The Fork in the Road: Two AI Strategies CEOs Will Choose in 2026

Why the cost-extraction path and the capability-transformation path produce very different companies by 2027

The experimentation phase is over. In 2026, every C-suite is being asked the same question by their board: where is the return on AI investment, and what are you doing about it? The companies that answer this well will diverge from the ones that don’t, and the divergence will define competitive position for years.

The pressure is documented. Kyndryl’s 2025 Readiness Report found that 61% of senior business leaders feel more pressure to prove AI ROI now than a year ago. The Teneo Vision 2026 CEO and Investor Outlook Survey found that 53% of investors expect positive returns within six months or less. Boards have stopped counting pilots and started counting dollars.

This pressure is forcing a strategic choice that most organizations haven’t yet recognized as a choice. They will land in one of two camps: companies using AI primarily to cut costs through workforce reduction, and companies investing in AI to augment human capability and create differentiated value. Both paths produce returns. The returns look very different.

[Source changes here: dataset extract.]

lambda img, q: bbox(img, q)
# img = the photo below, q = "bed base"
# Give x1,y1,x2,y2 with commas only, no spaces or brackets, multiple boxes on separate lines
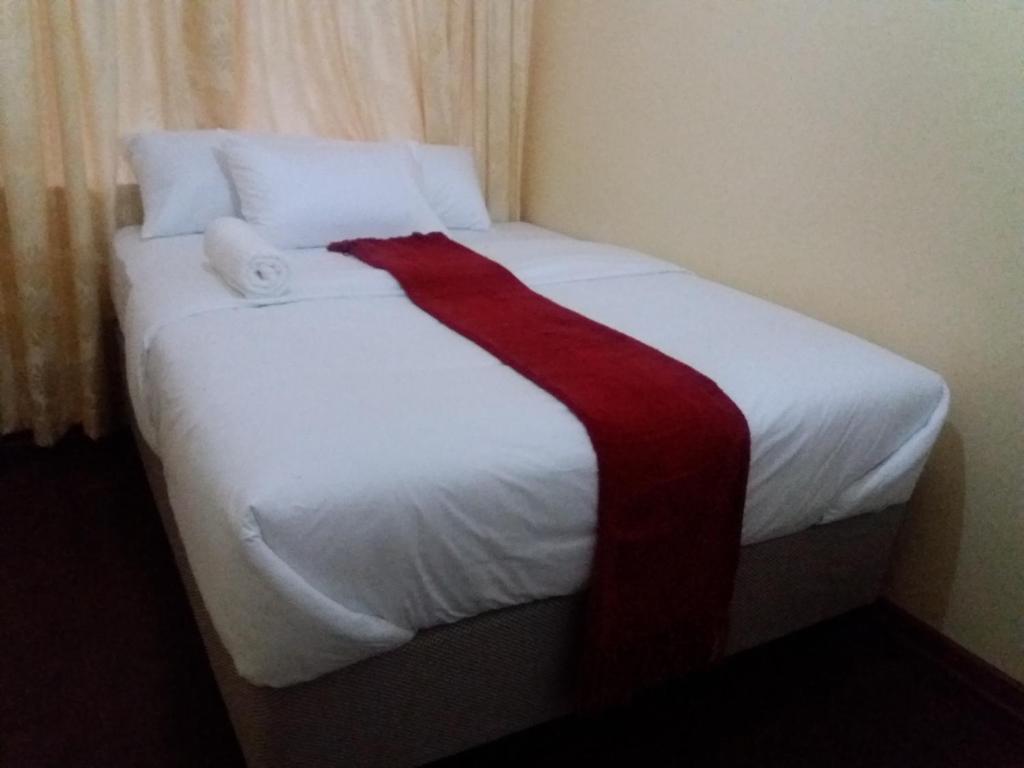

The Workforce Story Is More Complicated Than the Headlines

Challenger, Gray & Christmas attributed nearly 55,000 U.S. layoffs to AI in 2025, against a total of 1.17 million job cuts, the highest level since the COVID-19 pandemic. Major companies cited AI directly. Amazon cut 14,000 corporate roles, with CEO Andy Jassy stating that AI means the company will need fewer people doing some of the jobs being done today. Salesforce reduced customer support headcount from 9,000 to 5,000, with Marc Benioff noting that AI now handles up to 50% of the company’s work in that function. Microsoft eliminated more than 15,000 positions, with leadership citing GitHub Copilot writing up to 30% of new code.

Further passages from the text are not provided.